Example script for fine-tuning on a new destination language
#4
by
gmallen
- opened
Hi! Can you provide an example script for fine-tuning the model on a new language?
Thanks,
Hi @gmallen ,
To get started, please take a look at this, it's my implementation,(Contains only important config/format I used) not official.
- Set model_id and new_lang_code
- Model loading: This is optimised to via Unsloth, just so that it runs in colab
model, tokenizer = FastLanguageModel.from_pretrained(
model_name = MODEL_ID,
max_seq_length = 2048,
dtype = None,
load_in_4bit = True,
) - Apply LORA adaptors. (Standard procedure)
- Data Formatting. (Must wrap our raw text in the exact JSON schema the model expects)
def format_to_google_schema(examples):
texts = []
for source, target in zip(examples['en'], examples['target']):
json_payload = json.dumps([
{
"type": "text",
"source_lang_code": "en",
"target_lang_code": NEW_LANG_CODE,
"text": source
}
], ensure_ascii=False)
full_prompt = f"user\n{json_payload}\nmodel\n{target}"
texts.append(full_prompt)
return {"text": texts}
- Dataset, use your JSONL loading logic
- Training loop, use SFTTrainer or nay other to create trainer you are comfortable with.
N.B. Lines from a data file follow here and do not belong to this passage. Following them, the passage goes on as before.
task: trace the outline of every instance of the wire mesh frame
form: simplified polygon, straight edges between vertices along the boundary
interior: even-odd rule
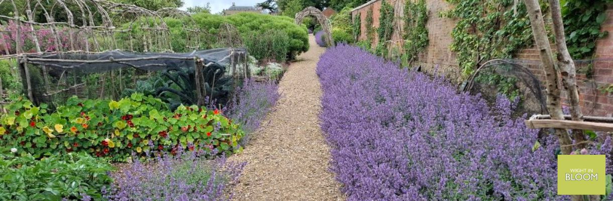
[[[122,86],[122,83],[133,81],[133,83],[135,84],[137,80],[151,77],[150,73],[151,72],[164,72],[164,70],[176,70],[177,68],[187,69],[190,72],[194,70],[196,72],[196,74],[193,75],[195,77],[193,79],[188,79],[188,80],[195,81],[194,82],[195,83],[185,83],[177,80],[173,81],[175,81],[175,83],[177,85],[182,83],[195,86],[196,93],[193,96],[189,96],[185,94],[181,94],[181,96],[190,100],[189,102],[186,104],[197,104],[202,105],[208,102],[205,99],[214,97],[213,91],[211,91],[210,89],[215,88],[216,84],[218,84],[216,83],[216,81],[220,80],[223,77],[225,77],[226,80],[231,80],[232,86],[231,87],[229,86],[231,93],[226,97],[231,98],[234,95],[234,90],[232,89],[236,88],[237,85],[241,83],[241,80],[251,77],[251,72],[248,68],[237,69],[237,66],[247,66],[248,55],[246,50],[244,48],[229,48],[227,50],[229,50],[229,53],[227,55],[223,55],[224,56],[212,57],[215,59],[212,59],[211,56],[203,57],[202,55],[194,55],[194,53],[197,53],[196,51],[192,53],[192,56],[191,56],[181,55],[175,55],[172,53],[159,55],[156,55],[158,53],[150,53],[143,56],[131,56],[119,59],[113,59],[112,57],[109,58],[107,56],[100,58],[107,59],[93,60],[63,59],[63,58],[69,57],[68,56],[69,55],[75,54],[74,53],[47,53],[45,56],[53,56],[53,57],[48,56],[48,58],[25,55],[22,55],[18,59],[18,70],[22,80],[25,81],[22,83],[25,93],[30,100],[37,105],[43,102],[53,105],[50,98],[63,94],[66,94],[66,96],[63,96],[64,99],[74,95],[79,97],[83,96],[80,94],[85,93],[86,89],[84,88],[87,88],[88,85],[90,86],[93,85],[96,88],[96,97],[103,98],[105,97],[105,86],[109,85],[108,84],[112,86],[109,86],[109,88],[118,88],[118,90],[115,89],[115,91],[121,93],[124,89],[128,88],[125,86],[128,85]],[[87,55],[96,57],[101,54],[102,53]],[[177,65],[178,61],[192,63],[193,64]],[[170,64],[169,64],[169,62],[170,62]],[[220,64],[222,63],[227,63],[227,66],[225,64],[220,66]],[[242,65],[239,66],[238,64],[242,64]],[[108,69],[105,68],[105,69],[101,70],[102,72],[99,72],[101,71],[99,69],[97,70],[99,72],[82,72],[84,69],[85,70],[88,70],[86,68],[83,67],[83,66],[87,67],[90,65],[97,65],[96,66],[99,67],[100,65],[107,64],[115,64],[115,66]],[[117,67],[117,65],[121,65],[122,67]],[[192,67],[189,67],[189,66]],[[80,68],[76,68],[75,66],[78,66]],[[217,69],[213,67],[215,66],[217,67]],[[56,70],[55,75],[50,75],[51,69]],[[213,80],[206,77],[207,74],[202,73],[207,69],[216,69],[215,72],[213,72]],[[132,72],[131,75],[128,75],[132,78],[132,80],[122,80],[122,78],[128,74],[126,71],[129,69],[134,70]],[[124,72],[123,75],[122,75],[122,70]],[[219,70],[222,72],[219,72]],[[139,71],[140,72],[140,74],[139,74]],[[164,74],[165,73],[167,72],[160,72],[159,74]],[[88,83],[86,78],[83,78],[87,75],[96,74],[97,74],[102,78],[94,80],[93,83]],[[210,75],[210,74],[208,75]],[[125,78],[124,78],[124,79]],[[107,80],[110,80],[109,82],[110,83],[107,83]],[[37,81],[34,82],[34,80]],[[53,81],[55,81],[55,83]],[[38,84],[35,84],[35,82]],[[193,85],[192,85],[192,84]],[[44,87],[41,87],[40,85],[43,85]],[[52,85],[53,88],[55,88],[53,90],[51,89]],[[56,86],[55,86],[56,85]],[[208,87],[210,89],[208,91],[205,89],[207,86],[210,86]],[[171,92],[177,93],[176,91]],[[99,94],[99,97],[97,94]],[[110,96],[110,94],[107,96]],[[116,97],[115,96],[118,95],[116,94],[113,97]],[[88,97],[86,95],[85,97]]]
[[[110,50],[140,51],[143,52],[173,52],[172,45],[170,40],[169,30],[163,17],[180,17],[186,18],[191,23],[183,23],[183,31],[187,34],[185,49],[189,50],[199,50],[202,48],[200,45],[203,39],[210,37],[205,31],[198,28],[193,19],[188,13],[174,8],[162,8],[157,11],[152,11],[134,5],[119,4],[109,2],[104,0],[25,0],[25,6],[18,6],[13,0],[0,0],[0,6],[11,6],[13,9],[12,17],[0,15],[0,59],[16,59],[18,61],[17,69],[21,74],[23,91],[28,93],[28,96],[33,99],[32,94],[32,80],[30,71],[25,70],[29,66],[32,64],[40,65],[43,80],[45,83],[44,94],[66,92],[71,89],[77,92],[79,87],[83,87],[83,83],[73,83],[74,85],[67,86],[65,89],[56,89],[51,90],[48,72],[48,65],[40,63],[42,61],[36,61],[36,59],[28,59],[29,55],[42,55],[48,53],[103,53]],[[21,9],[22,7],[25,7]],[[71,10],[72,9],[72,10]],[[23,13],[26,13],[27,18],[23,17]],[[39,13],[35,15],[34,13]],[[44,16],[40,17],[40,14]],[[76,14],[76,15],[75,15]],[[78,15],[80,14],[80,15]],[[57,21],[55,17],[62,15],[65,18],[62,21]],[[37,18],[38,17],[38,18]],[[2,20],[6,20],[13,28],[9,28],[9,25],[2,25]],[[128,21],[128,25],[116,27],[113,25],[113,20],[119,21]],[[189,26],[192,25],[192,26]],[[132,36],[132,29],[139,26],[142,29],[143,34],[140,37]],[[231,25],[224,26],[227,31],[220,33],[219,35],[227,34],[228,37],[218,36],[218,38],[230,39],[229,44],[232,47],[238,47],[242,45],[240,38],[235,37],[237,31]],[[39,34],[41,32],[50,32],[47,38],[41,38]],[[128,37],[121,40],[122,43],[118,44],[116,34],[117,33],[127,33]],[[126,34],[124,34],[126,35]],[[7,37],[8,36],[8,37]],[[238,39],[238,42],[233,42],[235,39]],[[25,47],[25,39],[31,42],[31,47]],[[45,39],[52,42],[54,48],[49,48],[44,44]],[[183,39],[183,38],[181,38]],[[142,43],[142,44],[140,44]],[[13,46],[14,44],[14,46]],[[135,47],[140,46],[142,48],[137,50]],[[29,48],[29,49],[28,49]],[[1,53],[4,52],[3,54]],[[233,78],[249,77],[249,69],[242,70],[245,74],[239,76],[235,74],[236,63],[246,62],[246,53],[241,54],[230,54],[232,61],[230,62],[233,70],[229,74]],[[185,58],[191,59],[194,58]],[[100,62],[97,61],[96,62]],[[80,63],[87,63],[87,61],[80,61]],[[115,64],[120,63],[120,61],[113,61]],[[109,64],[111,63],[109,61]],[[243,65],[247,66],[247,65]],[[148,72],[148,75],[151,75]],[[112,75],[112,74],[111,74]],[[122,75],[121,69],[119,70],[120,77]],[[66,79],[70,75],[62,74],[62,77]],[[102,77],[101,81],[104,83],[107,80]],[[75,79],[76,80],[76,79]],[[59,86],[59,85],[58,85]],[[2,87],[0,86],[0,88]],[[121,88],[121,82],[119,88]],[[0,93],[2,93],[0,89]],[[104,88],[102,90],[104,93]],[[205,93],[206,95],[206,93]],[[102,97],[103,94],[101,94]]]
[[[505,67],[510,67],[511,69],[500,69],[500,67],[502,66]],[[517,63],[513,62],[511,59],[495,59],[483,63],[469,77],[466,84],[466,87],[463,89],[463,91],[472,91],[474,87],[475,79],[481,73],[492,69],[493,69],[494,71],[498,74],[519,78],[521,82],[527,86],[530,93],[534,96],[535,98],[538,102],[540,106],[541,113],[547,112],[547,103],[543,96],[541,82],[539,81],[539,79],[527,67]]]
[[[2,47],[0,52],[4,52],[0,54],[0,59],[43,52],[135,51],[136,43],[144,47],[140,51],[172,52],[172,46],[168,40],[170,32],[162,18],[186,17],[192,20],[189,13],[174,8],[152,11],[105,0],[25,0],[25,5],[19,6],[14,0],[0,0],[0,7],[12,7],[13,14],[13,16],[0,15],[0,46]],[[20,8],[21,6],[25,6],[25,8]],[[25,18],[22,17],[24,12]],[[56,20],[58,17],[65,18],[64,21]],[[2,25],[2,20],[13,23],[12,25],[13,28],[9,29],[9,25]],[[128,21],[129,26],[115,26],[114,20]],[[194,44],[198,44],[202,37],[200,35],[206,35],[206,32],[197,27],[189,26],[194,24],[183,25],[183,30],[188,32],[186,40],[189,42],[187,47],[191,50],[199,48]],[[137,25],[146,31],[140,38],[131,36],[131,31]],[[52,44],[46,45],[53,48],[45,48],[48,47],[43,45],[45,39],[38,36],[41,32],[50,32],[45,37],[51,39],[49,40],[52,41]],[[126,43],[117,43],[114,35],[118,32],[128,33],[129,40],[128,40]],[[25,37],[31,40],[27,41],[31,43],[31,47],[25,47],[26,42],[24,41]]]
trainer.train() - Inference check: FastLanguageModel.for_inference(model)
- That's all, create inputs, json payloads and prompt and save the model.
The training objective is standard casual language modeling, but strict adherence to the JSON format is non-negotiable.
Please refer to Gemma cookbook for more details on required structure.
Please reach out if you need further help.